Hi, I've been assigned a project for one of my classes and I'm having trouble getting something to work.
So we've been told to analyze the genes that cause a particular disease - I've chosen Rhizomelic Chondrodysplasia Punctata, gonna call it RCP for simplicity - and determine which stage of development during pregnancy is the fetus most susceptible to developing the disease due to certain genes being expressed at that time.
To do this, I've read in two csv files, MouseHomolog (rows are all genes collected in a mouse's pregnancy, and columns are the days when they were collected) and RCP (rows are all genes that are related to the RCP disease, column 1 is the "stage of development" the gene was clustered into by kmeans, and all other columns are the days when the gene was collected). The latter of which was heatmap data downloaded from a SWOT clock website, if that helps.
So, I've been instructed to create a biplot showing the RCP data points plotted against the PCs of the MouseHomolog data. The biplot is going to wind up looking like a SWOT clock, where each arrow drawn from the center is a different date of sample collection, and the data points are the RCP genes collected. To do this, I have to intersect the list of genes in the RCP data with the genes from the MouseHomolog data to isolate those genes from the Mouse data, calculate the PCs of the Mouse data using prcomp, then cbind the list of PCs with the list of which clusters the RCP genes were placed into. The code for all of this is described below.

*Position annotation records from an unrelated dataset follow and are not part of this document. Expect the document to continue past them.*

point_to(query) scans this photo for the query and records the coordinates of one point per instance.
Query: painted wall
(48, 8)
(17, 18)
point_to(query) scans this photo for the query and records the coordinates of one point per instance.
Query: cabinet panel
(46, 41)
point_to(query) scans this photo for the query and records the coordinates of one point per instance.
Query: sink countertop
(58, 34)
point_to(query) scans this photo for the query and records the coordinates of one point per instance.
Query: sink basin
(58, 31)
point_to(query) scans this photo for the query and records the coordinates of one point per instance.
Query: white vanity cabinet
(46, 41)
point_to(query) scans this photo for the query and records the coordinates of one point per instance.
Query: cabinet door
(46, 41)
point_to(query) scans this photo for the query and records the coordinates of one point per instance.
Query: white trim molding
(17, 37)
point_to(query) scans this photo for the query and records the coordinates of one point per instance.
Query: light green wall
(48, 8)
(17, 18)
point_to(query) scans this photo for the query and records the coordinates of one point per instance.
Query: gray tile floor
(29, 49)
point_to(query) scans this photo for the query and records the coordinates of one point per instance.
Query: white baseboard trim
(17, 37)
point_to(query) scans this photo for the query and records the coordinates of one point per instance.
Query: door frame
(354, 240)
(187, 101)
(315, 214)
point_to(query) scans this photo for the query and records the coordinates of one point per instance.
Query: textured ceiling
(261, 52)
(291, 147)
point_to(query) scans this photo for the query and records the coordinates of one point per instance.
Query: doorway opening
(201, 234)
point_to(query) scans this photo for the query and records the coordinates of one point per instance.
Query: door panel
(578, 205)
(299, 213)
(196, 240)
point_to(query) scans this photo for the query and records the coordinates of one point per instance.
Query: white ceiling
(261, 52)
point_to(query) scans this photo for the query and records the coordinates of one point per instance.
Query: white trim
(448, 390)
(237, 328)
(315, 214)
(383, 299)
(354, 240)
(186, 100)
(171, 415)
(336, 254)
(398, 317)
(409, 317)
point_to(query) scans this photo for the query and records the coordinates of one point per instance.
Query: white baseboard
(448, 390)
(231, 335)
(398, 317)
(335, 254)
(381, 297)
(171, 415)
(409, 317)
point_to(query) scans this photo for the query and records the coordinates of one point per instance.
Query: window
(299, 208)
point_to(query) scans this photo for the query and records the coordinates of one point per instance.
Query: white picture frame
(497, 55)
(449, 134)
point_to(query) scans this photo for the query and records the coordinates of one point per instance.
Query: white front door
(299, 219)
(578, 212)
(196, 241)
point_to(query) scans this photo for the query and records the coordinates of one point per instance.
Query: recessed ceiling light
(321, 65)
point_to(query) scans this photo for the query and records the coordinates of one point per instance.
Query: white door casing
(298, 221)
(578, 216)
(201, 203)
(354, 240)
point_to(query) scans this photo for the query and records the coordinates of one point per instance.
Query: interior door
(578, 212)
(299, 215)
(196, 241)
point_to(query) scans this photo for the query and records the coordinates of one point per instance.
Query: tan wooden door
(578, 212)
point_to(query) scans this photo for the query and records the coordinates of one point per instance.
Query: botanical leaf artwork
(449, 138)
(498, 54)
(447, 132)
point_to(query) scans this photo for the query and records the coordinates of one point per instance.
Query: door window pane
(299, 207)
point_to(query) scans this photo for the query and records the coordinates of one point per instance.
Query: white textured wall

Read in the data and create a dataframe. The genes are labeled on the first column, so set row.names to 1
Mouse.df <-read.csv("~/MATP-4400/data/MouseHomologData.csv", row.names = 1)
Create a matrix for our analysis
Mouse.matrix <- as.matrix(Mouse.df)
Calculate the PCA
my.pca <- prcomp(Mouse.matrix, retx=TRUE, center=TRUE, scale=TRUE)
Read in the data and create a dataframe. The genes are labeled on the 2nd column, so set row.names to 2
rcp.df <- read.csv("~/IDM_work/Lab5/Rhizomelic chondrodysplasia punctata_heat_map_data.csv", row.names=2)
rcp.matrix <- as.matrix(rcp.df)
rcp_symbols <- intersect(as.character(rcp.matrix[,1]),
as.character(rownames(Mouse.df)))
Data frame containing the PCs and the kmeans cluster
rcp.plot.df <- cbind.data.frame(my.pca$x, cluster=as.factor(rcp.df$cluster))
But when I try this, I get the error:
Error in data.frame(..., check.names = FALSE) : arguments imply differing number of rows: 8240, 19
Can anybody explain what this means, and maybe help find a solution? I can provide more information about my code, if needed. Thanks so much in advance!